When you go through basic training, the only communication you get is handwritten letters and you got one phone call every three weeks for 10 minutes.
“If you got in trouble, you did not get a phone call. You just had to keep writing letters,” Derrick Whitefield said.
During his reserve time, Derrick Whitefield said there is still that camaraderie in his unit. That hasn’t changed with what’s going on in the country.
“It doesn’t matter. Race, creed, color, gender, it doesn’t matter at all in the military. You 100% depend on the person to your left and to your right, to the front of you and to the back of you. None of those things matter. As a matter of fact, there are a lot of females that I would 100% take into combat without a doubt and they are some amazing people. There’s a lot of amazing people in the military,” Whitefield said.
He added that the military teaches you life skills such as how to manage your finances effectively, hygiene, making your bed, doing your laundry, attention to detail, getting into a schedule and other things.
Derrick Whitefield said these things transfer over into whatever career you choose.
One of the big hits was Todd Wantz, an Air Force veteran who brought his service dog, Zeus, with him. Zeus is a rescue long-haired Dachshund with some corgi mix, he suspects.
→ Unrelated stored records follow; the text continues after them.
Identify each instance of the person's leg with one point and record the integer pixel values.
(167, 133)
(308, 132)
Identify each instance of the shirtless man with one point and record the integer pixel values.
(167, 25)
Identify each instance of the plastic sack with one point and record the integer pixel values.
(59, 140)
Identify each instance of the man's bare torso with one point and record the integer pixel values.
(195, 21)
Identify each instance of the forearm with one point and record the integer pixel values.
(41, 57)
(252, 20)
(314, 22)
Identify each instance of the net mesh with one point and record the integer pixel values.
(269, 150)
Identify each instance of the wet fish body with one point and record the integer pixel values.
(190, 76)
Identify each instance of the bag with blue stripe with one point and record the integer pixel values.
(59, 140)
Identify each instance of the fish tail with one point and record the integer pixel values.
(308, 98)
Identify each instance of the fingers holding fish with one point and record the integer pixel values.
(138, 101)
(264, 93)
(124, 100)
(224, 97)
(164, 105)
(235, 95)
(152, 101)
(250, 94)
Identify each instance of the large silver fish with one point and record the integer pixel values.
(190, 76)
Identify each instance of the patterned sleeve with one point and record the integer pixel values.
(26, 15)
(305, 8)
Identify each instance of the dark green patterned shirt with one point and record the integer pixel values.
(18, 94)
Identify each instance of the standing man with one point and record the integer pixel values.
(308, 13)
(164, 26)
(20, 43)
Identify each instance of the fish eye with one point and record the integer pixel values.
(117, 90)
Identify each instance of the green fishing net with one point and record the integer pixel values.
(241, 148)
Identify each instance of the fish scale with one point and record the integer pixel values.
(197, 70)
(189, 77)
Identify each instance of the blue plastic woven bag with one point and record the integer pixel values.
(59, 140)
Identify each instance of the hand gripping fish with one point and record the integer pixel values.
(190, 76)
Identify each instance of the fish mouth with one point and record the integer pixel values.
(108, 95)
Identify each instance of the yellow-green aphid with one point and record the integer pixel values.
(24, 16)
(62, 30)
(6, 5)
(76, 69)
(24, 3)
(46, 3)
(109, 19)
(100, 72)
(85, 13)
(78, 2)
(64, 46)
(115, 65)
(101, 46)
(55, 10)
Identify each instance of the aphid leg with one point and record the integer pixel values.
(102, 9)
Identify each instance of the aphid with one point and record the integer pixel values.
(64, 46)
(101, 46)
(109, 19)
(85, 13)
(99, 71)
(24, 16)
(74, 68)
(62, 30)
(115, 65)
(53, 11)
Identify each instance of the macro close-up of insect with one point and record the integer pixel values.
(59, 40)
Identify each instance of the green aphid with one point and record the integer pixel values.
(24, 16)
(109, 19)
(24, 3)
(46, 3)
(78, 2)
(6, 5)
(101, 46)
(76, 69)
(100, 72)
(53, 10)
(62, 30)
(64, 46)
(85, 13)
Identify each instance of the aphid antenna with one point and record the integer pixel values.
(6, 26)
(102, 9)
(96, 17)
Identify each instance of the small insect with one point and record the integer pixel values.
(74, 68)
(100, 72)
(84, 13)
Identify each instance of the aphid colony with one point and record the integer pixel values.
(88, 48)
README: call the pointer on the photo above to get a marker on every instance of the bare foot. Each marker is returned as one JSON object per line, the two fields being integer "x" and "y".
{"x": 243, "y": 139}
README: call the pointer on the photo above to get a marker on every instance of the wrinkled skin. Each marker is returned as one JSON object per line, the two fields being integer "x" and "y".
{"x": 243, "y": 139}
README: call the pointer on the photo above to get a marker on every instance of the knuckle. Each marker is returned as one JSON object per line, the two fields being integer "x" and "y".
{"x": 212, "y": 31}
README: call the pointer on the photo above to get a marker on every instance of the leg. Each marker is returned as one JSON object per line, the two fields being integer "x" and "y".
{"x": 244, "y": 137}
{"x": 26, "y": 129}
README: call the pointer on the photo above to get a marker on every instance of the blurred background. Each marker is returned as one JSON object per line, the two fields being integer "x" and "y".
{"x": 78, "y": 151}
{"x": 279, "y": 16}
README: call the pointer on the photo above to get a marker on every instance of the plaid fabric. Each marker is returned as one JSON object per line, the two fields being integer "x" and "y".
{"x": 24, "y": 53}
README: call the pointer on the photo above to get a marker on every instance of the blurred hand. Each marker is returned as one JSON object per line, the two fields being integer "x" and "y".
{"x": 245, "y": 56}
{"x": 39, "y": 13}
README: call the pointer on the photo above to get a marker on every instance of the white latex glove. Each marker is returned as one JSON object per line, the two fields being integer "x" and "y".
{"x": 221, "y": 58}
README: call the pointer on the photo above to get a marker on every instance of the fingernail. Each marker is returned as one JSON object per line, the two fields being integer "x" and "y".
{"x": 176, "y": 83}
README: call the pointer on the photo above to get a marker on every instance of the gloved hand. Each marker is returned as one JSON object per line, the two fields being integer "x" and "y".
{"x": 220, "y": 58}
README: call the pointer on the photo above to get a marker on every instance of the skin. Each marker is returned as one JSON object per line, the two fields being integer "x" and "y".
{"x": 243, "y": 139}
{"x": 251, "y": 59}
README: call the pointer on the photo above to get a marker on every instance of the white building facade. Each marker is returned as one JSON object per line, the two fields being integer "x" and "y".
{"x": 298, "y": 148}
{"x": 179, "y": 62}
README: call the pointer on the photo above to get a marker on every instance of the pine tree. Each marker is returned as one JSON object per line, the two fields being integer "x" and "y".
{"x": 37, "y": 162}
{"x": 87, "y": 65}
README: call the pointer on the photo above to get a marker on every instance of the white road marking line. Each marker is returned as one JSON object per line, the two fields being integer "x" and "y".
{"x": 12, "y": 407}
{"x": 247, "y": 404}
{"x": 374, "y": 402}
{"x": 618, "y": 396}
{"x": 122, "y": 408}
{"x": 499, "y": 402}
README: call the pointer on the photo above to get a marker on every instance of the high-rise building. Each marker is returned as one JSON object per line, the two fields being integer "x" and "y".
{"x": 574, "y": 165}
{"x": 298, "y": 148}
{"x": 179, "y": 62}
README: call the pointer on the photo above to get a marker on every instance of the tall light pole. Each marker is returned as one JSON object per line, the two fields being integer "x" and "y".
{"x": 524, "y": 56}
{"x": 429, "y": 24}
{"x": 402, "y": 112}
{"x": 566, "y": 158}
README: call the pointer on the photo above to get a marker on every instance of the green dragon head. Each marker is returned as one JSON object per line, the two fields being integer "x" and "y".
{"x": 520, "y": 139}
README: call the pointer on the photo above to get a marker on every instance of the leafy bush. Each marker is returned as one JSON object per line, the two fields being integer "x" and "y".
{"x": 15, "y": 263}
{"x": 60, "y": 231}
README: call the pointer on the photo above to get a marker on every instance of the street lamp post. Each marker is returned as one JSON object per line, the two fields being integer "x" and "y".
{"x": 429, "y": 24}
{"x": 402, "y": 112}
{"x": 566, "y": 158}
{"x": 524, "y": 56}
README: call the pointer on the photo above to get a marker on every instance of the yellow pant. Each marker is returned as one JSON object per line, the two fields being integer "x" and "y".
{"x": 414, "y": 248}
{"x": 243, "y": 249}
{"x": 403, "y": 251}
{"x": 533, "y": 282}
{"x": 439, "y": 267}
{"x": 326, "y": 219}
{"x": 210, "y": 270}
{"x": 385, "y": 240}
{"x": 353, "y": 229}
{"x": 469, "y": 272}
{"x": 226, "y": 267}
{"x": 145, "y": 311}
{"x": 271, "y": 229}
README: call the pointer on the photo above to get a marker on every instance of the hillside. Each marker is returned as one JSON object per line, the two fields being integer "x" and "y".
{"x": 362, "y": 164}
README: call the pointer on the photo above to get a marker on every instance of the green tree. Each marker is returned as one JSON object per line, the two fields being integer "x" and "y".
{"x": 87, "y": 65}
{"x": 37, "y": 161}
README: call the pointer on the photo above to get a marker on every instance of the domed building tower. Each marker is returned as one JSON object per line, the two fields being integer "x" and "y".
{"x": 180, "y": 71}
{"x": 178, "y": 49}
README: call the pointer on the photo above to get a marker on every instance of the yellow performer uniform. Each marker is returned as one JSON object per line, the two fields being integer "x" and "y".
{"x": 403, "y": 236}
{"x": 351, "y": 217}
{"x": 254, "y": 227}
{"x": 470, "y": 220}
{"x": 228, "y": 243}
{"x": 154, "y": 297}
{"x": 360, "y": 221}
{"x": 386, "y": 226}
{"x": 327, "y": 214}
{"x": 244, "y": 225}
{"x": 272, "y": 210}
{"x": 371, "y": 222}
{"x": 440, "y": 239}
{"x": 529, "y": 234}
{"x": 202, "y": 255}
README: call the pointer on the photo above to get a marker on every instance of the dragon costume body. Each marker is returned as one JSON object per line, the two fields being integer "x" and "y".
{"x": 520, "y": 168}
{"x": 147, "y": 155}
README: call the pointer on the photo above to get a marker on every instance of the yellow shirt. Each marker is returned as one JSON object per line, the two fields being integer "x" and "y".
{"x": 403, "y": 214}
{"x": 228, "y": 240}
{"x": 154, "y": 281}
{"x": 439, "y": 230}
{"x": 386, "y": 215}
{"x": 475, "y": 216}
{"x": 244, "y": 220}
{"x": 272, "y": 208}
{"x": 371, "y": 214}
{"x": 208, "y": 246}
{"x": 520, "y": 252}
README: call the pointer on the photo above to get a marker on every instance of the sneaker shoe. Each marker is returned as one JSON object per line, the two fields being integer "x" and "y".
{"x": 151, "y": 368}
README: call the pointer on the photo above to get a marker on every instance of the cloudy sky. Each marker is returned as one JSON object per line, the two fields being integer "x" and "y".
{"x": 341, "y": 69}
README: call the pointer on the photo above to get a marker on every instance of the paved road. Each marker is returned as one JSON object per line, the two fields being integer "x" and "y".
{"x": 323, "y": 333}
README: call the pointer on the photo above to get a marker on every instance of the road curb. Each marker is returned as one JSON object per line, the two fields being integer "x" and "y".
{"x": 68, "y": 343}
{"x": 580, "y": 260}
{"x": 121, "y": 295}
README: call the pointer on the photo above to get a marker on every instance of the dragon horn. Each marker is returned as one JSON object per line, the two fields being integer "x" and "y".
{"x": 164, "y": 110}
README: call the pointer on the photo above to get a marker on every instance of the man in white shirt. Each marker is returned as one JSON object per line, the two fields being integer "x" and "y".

“He’s the boss of the show,” Wantz said.
He said he told the students to follow their passion and don’t do something just because you think you’re going to get an award or recognition for it.
Wantz added that he doesn’t like the word can’t.
“I don’t believe it should be in our vocabulary because if you really want to do something, you set your mind to it, you will accomplish it. It might not be the way you think it needs to be accomplished, but you’re still going to accomplish it and you’re going to feel better about yourself when you do,” Wantz said.